How to collect process-local state after multiprocessing pool imap_unordered completes

After using a Pool from Python's multiprocessing to parallelize some computationally intensive work, I wish to retrieve statistics that were kept local to each spawned process. Specifically, I have no real-time interest in these statistics, so I do not want to bear the overhead that would be involved with using a synchronized data structure in which statistics could be kept.

I've found some suggestions where the idea would be to use a second pool.map() with a different function which returns the state local to its worker. I believe this to be incorrect since there is no guarantee that this second invocation would lead to exactly one job being distributed to every worker process in the pool. Is there a mechanism that would achieve this?

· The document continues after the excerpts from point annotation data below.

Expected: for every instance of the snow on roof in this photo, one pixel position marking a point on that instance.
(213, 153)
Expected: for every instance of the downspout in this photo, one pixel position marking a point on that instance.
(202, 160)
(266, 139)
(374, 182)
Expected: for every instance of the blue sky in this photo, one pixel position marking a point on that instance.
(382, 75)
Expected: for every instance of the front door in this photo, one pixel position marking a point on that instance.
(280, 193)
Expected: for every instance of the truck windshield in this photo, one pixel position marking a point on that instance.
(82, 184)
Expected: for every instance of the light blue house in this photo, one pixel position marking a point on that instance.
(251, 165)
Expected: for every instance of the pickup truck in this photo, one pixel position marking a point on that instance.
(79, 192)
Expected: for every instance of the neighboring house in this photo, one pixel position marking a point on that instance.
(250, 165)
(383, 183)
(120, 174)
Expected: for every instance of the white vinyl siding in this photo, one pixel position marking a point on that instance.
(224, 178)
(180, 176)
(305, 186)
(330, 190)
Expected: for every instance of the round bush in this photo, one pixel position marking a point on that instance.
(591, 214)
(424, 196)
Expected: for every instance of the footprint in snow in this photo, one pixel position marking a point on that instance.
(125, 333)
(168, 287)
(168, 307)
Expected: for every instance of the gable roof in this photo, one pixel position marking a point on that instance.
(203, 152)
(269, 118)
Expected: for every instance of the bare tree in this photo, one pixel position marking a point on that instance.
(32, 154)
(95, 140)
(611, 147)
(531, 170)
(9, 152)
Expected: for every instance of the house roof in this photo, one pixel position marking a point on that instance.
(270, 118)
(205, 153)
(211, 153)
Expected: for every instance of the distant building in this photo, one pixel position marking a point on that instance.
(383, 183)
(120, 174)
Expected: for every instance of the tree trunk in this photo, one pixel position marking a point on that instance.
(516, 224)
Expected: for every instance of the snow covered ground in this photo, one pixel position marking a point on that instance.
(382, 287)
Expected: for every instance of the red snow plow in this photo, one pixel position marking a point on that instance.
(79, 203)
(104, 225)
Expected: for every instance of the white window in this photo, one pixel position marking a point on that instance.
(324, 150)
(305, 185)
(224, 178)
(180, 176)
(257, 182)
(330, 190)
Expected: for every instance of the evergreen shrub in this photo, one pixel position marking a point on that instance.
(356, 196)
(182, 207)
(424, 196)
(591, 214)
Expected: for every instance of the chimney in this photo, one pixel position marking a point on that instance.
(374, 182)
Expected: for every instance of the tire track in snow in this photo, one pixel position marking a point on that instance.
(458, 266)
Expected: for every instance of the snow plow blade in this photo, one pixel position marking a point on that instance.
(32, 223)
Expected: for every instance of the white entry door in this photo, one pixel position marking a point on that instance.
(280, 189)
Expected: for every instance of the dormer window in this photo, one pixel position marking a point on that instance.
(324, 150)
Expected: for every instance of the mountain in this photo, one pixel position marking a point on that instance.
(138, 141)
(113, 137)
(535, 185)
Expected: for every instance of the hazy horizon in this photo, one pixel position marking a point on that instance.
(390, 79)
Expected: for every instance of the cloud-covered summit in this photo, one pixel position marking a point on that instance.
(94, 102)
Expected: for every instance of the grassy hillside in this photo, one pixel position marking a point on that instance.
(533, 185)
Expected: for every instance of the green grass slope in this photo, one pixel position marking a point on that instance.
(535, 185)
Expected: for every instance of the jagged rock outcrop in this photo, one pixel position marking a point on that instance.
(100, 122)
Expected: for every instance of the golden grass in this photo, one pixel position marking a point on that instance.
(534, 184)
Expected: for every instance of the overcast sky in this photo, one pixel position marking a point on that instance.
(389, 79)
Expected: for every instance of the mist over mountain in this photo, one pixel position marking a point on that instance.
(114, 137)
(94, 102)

Skeleton snippet where it's unclear what can be done after the imap_unordered() completes.

import multiprocessing as mp
import random

local_stats = {"success": 0, "fails": 0}

def do_work(_):
  if random.choice([True, False]):
    local_stats["success"] += 1
  else:
    local_stats["fails"] += 1


if __name__ == "__main__":
  with mp.Manager() as manager:
    with mp.Pool(processes=2) as pool:
      results = list(pool.imap_unordered(do_work, range(1000)))

      # after .imap_unordered() completes, aggregate "local_stats" from each process in the pool
      # by either retrieving its local_stats, or having them push those stats to the main process
      # ???

Solution

IDK if this is the best solution (could you just log to a file as you go, then parse the files from each child afterwards?), but you mentioned ensuring a task is evenly distributed to all workers. This would commonly be achieved with a Barrier. It is somewhat difficult to pass certain things to child processes like locks queues and such so we will pass it as an argument to the initialization function for all child processes. Here's an example:

import multiprocessing as mp
import random

local_stats = {"success": 0, "fails": 0}

def do_work(_):
    global local_stats
    if random.choice([True, False]):
        local_stats["success"] += 1
    else:
        local_stats["fails"] += 1

def init_pool(barrier):  # save barrier to child process globals as pool init (barrier must be sent to child at process creation)
    global sync_barrier
    sync_barrier = barrier

def return_stats(_):  # needs dummy arg to call with "map" functions
    global sync_barrier
    sync_barrier.wait()  # wait for other processes to also be waiting
                         # may raise BrokenBarrierError
    global local_stats
    return local_stats

if __name__ == "__main__":
    nprocs = 2  # re-use number of processes with barrier and pool constructor to make sure you use the same number
    barrier = mp.Barrier(nprocs)
    with mp.Pool(processes=nprocs, initializer=init_pool, initargs=(barrier,)) as pool:
        results = list(pool.imap_unordered(do_work, range(1000)))

        stats = list(pool.imap_unordered(return_stats, range(nprocs), 1))  # force chunksize to 1 to ensure 1 task per child process
        print(stats)